By Ellen Woodley, Second Year History
The Croft Magazine // Netflix's Emily in Paris (2020) was set to be the next comedy-drama with an enviably fashionable protagonist. Considering that talented Darren Star created the show, also the creator of Sex and The City (1998-2004) , it is safe to say that fans were expecting the next Carrie Bradshaw.
It is safe to say that fans were expecting the next Carrie Bradshaw.
One trope well known to shows such as Sex and the City and Gossip Girl (2007-2012) is that most outfits raise the question of how the characters afford such luxurious clothes. The integration of Chanel bags into a majority of Emily’s outfits was one styling choice that definitely reflected this. While this added glamour and classic Parisian luxury to many looks, it also begged the question for viewers of how a social media manager at a marketing firm could afford such opulent items.
I always enjoy when a character has a few core pieces such as a jacket that they wear over and over throughout the show, becoming part of their on-screen characterisation. The absolute lack of outfit repeating in Emily in Paris produced characters that felt covetable in their outfits but also very unrelatable.

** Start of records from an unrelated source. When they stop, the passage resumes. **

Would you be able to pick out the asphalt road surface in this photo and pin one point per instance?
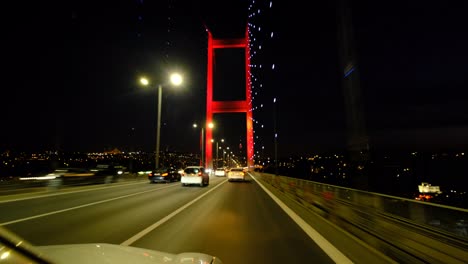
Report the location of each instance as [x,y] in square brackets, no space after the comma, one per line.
[236,221]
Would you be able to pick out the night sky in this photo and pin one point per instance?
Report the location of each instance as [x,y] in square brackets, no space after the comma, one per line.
[74,86]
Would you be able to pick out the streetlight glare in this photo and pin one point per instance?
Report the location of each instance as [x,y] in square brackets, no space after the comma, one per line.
[176,79]
[144,81]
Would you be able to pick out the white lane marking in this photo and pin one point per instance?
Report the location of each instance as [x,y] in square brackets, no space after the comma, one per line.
[326,246]
[81,206]
[64,192]
[150,228]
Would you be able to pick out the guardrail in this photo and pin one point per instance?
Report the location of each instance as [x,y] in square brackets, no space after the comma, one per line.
[406,230]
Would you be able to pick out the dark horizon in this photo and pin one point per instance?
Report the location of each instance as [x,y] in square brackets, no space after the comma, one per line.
[412,65]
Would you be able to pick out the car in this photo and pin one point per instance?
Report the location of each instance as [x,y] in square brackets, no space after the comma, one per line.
[166,174]
[195,175]
[220,172]
[14,249]
[236,174]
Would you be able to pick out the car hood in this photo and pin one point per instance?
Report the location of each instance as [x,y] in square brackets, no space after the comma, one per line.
[116,254]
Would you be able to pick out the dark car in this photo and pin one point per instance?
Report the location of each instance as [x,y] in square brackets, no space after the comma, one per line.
[166,174]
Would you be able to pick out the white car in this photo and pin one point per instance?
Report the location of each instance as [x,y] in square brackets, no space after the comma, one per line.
[195,175]
[236,174]
[14,249]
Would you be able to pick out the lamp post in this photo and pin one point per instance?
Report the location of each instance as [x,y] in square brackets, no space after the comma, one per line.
[176,79]
[217,148]
[202,139]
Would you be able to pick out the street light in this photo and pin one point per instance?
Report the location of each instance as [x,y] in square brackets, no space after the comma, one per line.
[175,79]
[202,139]
[217,148]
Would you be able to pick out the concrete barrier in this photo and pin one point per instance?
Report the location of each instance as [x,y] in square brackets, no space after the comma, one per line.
[405,230]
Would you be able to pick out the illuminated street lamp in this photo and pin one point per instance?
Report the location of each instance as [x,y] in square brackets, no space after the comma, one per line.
[175,79]
[202,145]
[217,148]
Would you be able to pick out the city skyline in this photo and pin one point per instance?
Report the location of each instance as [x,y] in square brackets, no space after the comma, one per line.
[412,69]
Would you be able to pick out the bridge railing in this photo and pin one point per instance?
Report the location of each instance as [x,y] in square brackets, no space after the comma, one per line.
[409,231]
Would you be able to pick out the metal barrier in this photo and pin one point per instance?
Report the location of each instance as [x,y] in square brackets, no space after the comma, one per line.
[406,230]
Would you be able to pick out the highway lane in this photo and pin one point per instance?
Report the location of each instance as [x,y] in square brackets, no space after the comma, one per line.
[238,222]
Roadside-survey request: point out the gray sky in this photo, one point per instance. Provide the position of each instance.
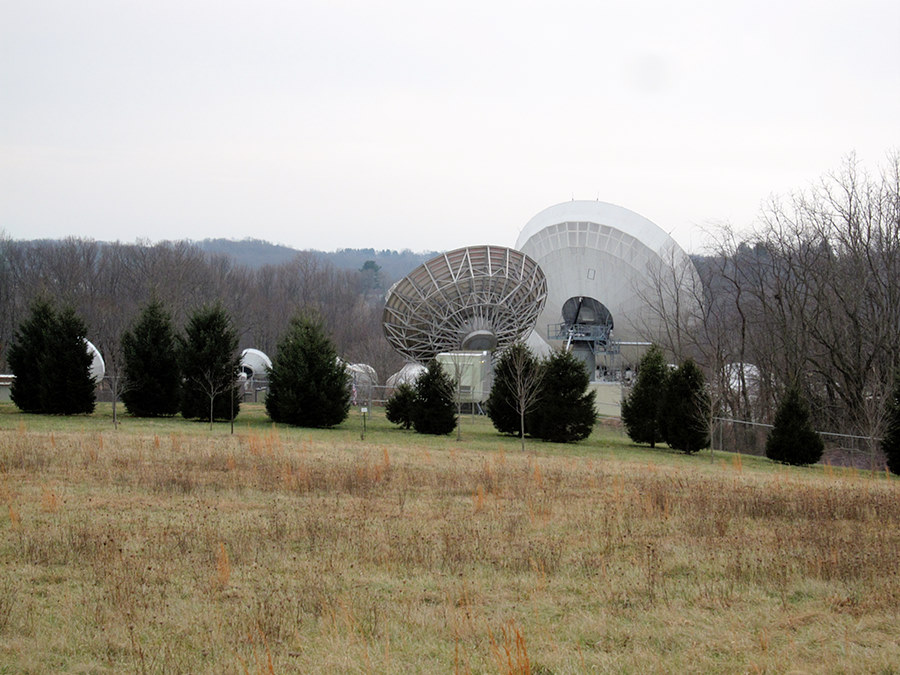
(427, 125)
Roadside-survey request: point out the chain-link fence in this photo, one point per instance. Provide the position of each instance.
(749, 438)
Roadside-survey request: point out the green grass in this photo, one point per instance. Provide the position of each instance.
(166, 547)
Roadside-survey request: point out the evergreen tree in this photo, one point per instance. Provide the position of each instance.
(51, 362)
(433, 412)
(792, 440)
(152, 377)
(566, 411)
(308, 384)
(890, 443)
(209, 365)
(398, 409)
(686, 409)
(642, 410)
(515, 391)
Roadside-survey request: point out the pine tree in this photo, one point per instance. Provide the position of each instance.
(152, 377)
(792, 439)
(642, 410)
(434, 411)
(686, 409)
(515, 391)
(308, 385)
(209, 365)
(890, 443)
(566, 411)
(51, 362)
(398, 409)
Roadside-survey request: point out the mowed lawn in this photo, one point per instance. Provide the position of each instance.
(164, 547)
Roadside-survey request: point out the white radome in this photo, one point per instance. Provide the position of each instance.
(255, 363)
(592, 249)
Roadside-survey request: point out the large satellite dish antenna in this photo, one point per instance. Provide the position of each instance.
(478, 298)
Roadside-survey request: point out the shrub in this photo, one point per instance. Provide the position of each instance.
(686, 409)
(642, 410)
(308, 384)
(209, 364)
(51, 362)
(398, 409)
(566, 411)
(792, 440)
(434, 410)
(152, 376)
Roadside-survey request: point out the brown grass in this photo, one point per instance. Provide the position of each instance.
(258, 554)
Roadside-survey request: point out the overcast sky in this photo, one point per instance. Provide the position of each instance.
(427, 125)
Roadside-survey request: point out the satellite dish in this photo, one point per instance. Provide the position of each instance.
(254, 363)
(478, 298)
(363, 380)
(98, 367)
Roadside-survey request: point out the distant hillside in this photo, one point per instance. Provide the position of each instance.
(256, 253)
(251, 253)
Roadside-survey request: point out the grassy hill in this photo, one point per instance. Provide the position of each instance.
(164, 546)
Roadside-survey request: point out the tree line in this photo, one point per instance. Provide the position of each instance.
(106, 284)
(807, 298)
(194, 372)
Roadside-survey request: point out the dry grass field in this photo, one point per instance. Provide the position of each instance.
(165, 548)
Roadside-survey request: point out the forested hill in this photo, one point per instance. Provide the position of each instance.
(255, 253)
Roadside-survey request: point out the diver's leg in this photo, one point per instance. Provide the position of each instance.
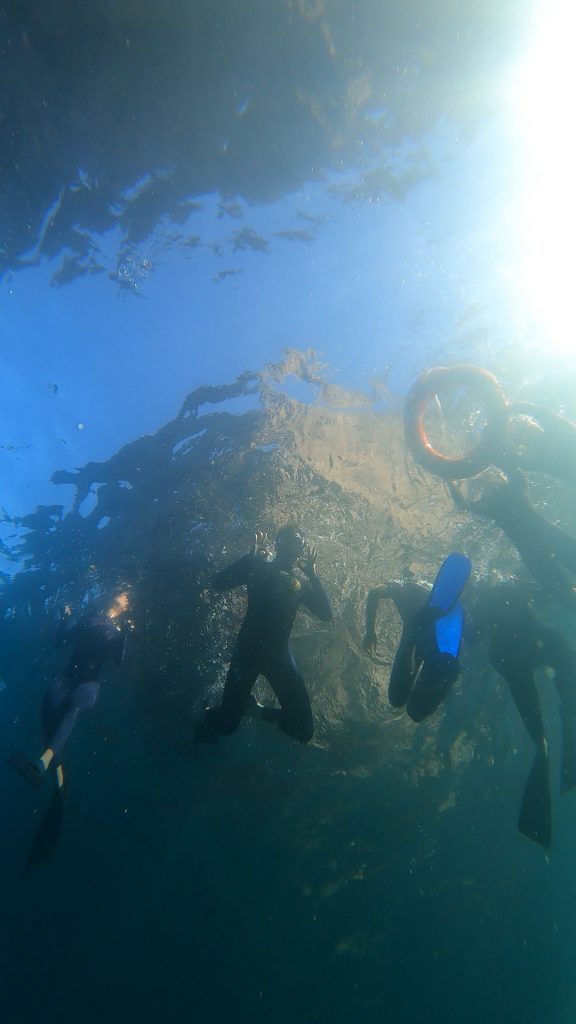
(294, 716)
(557, 654)
(83, 697)
(404, 669)
(439, 673)
(53, 708)
(63, 705)
(520, 677)
(535, 811)
(224, 719)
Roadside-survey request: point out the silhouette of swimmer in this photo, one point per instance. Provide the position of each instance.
(276, 590)
(425, 666)
(518, 645)
(94, 639)
(545, 550)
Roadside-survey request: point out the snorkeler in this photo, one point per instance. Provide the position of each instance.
(425, 666)
(94, 639)
(276, 590)
(518, 644)
(545, 550)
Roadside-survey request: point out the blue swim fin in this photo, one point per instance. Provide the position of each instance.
(450, 582)
(449, 631)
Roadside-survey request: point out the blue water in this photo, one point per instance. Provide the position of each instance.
(189, 193)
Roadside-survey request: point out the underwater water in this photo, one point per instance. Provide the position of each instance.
(233, 237)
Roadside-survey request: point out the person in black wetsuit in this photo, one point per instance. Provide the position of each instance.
(519, 644)
(95, 639)
(545, 550)
(420, 676)
(276, 590)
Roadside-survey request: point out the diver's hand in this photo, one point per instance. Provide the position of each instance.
(309, 564)
(370, 642)
(259, 544)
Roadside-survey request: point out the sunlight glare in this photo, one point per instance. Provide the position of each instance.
(542, 111)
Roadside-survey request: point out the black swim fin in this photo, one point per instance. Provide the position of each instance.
(535, 819)
(48, 833)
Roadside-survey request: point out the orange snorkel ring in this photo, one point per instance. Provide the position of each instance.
(489, 449)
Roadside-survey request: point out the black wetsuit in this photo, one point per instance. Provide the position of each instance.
(420, 676)
(275, 594)
(518, 644)
(543, 547)
(95, 640)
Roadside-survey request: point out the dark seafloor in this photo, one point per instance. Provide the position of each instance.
(376, 873)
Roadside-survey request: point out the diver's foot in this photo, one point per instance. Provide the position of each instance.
(568, 774)
(32, 771)
(205, 730)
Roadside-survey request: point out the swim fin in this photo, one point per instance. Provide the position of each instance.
(535, 819)
(48, 833)
(449, 631)
(450, 582)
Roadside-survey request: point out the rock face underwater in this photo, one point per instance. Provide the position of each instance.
(295, 872)
(170, 509)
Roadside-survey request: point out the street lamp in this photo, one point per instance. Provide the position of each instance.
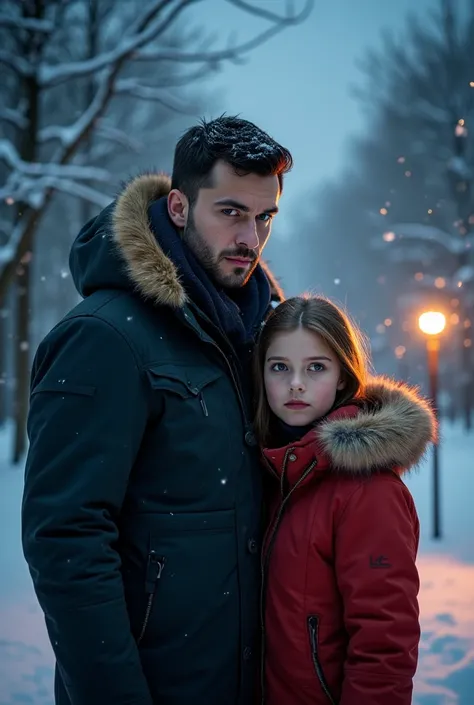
(432, 324)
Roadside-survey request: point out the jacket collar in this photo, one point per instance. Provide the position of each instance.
(151, 270)
(390, 428)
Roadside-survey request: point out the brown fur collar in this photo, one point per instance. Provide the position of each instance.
(392, 429)
(152, 272)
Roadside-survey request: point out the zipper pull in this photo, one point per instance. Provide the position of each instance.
(197, 393)
(154, 570)
(203, 404)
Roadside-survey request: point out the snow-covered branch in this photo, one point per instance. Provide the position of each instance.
(213, 58)
(14, 117)
(9, 249)
(33, 191)
(117, 136)
(417, 231)
(30, 24)
(9, 155)
(70, 134)
(133, 87)
(232, 53)
(16, 63)
(185, 79)
(72, 188)
(150, 26)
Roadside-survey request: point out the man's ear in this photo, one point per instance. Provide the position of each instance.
(178, 208)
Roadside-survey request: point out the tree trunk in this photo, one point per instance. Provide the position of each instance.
(22, 357)
(23, 279)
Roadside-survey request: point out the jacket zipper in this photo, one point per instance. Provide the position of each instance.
(198, 393)
(154, 570)
(266, 557)
(313, 637)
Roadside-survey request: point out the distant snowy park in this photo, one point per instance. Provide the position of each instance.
(446, 668)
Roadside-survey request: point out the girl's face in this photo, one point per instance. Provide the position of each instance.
(302, 376)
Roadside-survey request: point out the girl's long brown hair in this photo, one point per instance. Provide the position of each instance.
(319, 315)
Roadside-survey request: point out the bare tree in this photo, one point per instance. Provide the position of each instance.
(46, 158)
(425, 93)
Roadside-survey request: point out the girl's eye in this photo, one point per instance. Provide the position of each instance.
(279, 367)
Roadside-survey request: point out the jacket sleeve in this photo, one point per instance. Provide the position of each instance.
(87, 415)
(376, 546)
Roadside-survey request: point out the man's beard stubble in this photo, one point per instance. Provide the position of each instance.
(196, 243)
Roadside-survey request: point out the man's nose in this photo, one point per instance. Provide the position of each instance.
(248, 236)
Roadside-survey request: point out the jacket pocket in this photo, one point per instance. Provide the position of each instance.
(313, 630)
(154, 569)
(184, 382)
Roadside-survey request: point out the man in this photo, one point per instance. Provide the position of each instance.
(141, 509)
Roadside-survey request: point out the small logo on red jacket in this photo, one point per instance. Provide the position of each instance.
(380, 562)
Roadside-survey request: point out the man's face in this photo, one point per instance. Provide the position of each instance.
(230, 223)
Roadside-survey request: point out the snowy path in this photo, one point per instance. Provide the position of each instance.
(446, 670)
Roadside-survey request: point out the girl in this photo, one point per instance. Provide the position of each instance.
(339, 595)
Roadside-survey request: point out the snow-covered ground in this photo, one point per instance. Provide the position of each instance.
(446, 669)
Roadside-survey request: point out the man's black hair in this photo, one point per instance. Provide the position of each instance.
(239, 143)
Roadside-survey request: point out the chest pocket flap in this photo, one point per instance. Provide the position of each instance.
(186, 381)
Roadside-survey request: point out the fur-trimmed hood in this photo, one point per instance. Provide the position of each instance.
(390, 428)
(118, 249)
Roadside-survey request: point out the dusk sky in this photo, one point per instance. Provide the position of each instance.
(298, 85)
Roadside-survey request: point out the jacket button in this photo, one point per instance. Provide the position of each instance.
(250, 439)
(252, 546)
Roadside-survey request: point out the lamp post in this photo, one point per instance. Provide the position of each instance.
(432, 324)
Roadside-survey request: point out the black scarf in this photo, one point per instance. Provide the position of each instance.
(238, 313)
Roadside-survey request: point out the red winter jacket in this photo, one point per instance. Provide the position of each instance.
(340, 610)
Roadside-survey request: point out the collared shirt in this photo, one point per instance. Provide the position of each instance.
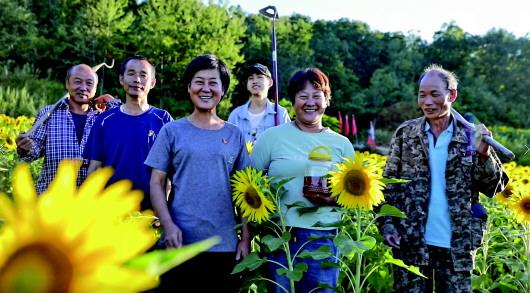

There were some outfits that should not have worked but somehow did; for example, the ensemble in episode 5 that features a green jacket from the Chanel Cruise 2020 collection alongside a green plaid mini skirt and matching bucket hat.
There were also a few occasions in which Emily wore a berry pink colour that I think worked very well; on one occasion it was a berry pink Kenzo coat and in another instance, it was a pink Kangol bucket hat (which sounds like a risk but it worked weirdly well).
There were, however, so many looks that just felt over the top and didn’t emulate the natural Parisian chic I have a feeling the production team envisaged. For example, the slip dress which features a garish number ‘7’ printed largely on it and paired with a bright red fedora style hat was an outfit that looked like someone had thought about for just a bit too long.
Then again, maybe Star's intention wasn't to have all watchers gasping for all of Emily's outfits. Maybe he did want to create an image of a stereotypical Francophile American who, while pulling off these looks, does have just a touch of try-hard 'Ringarde'.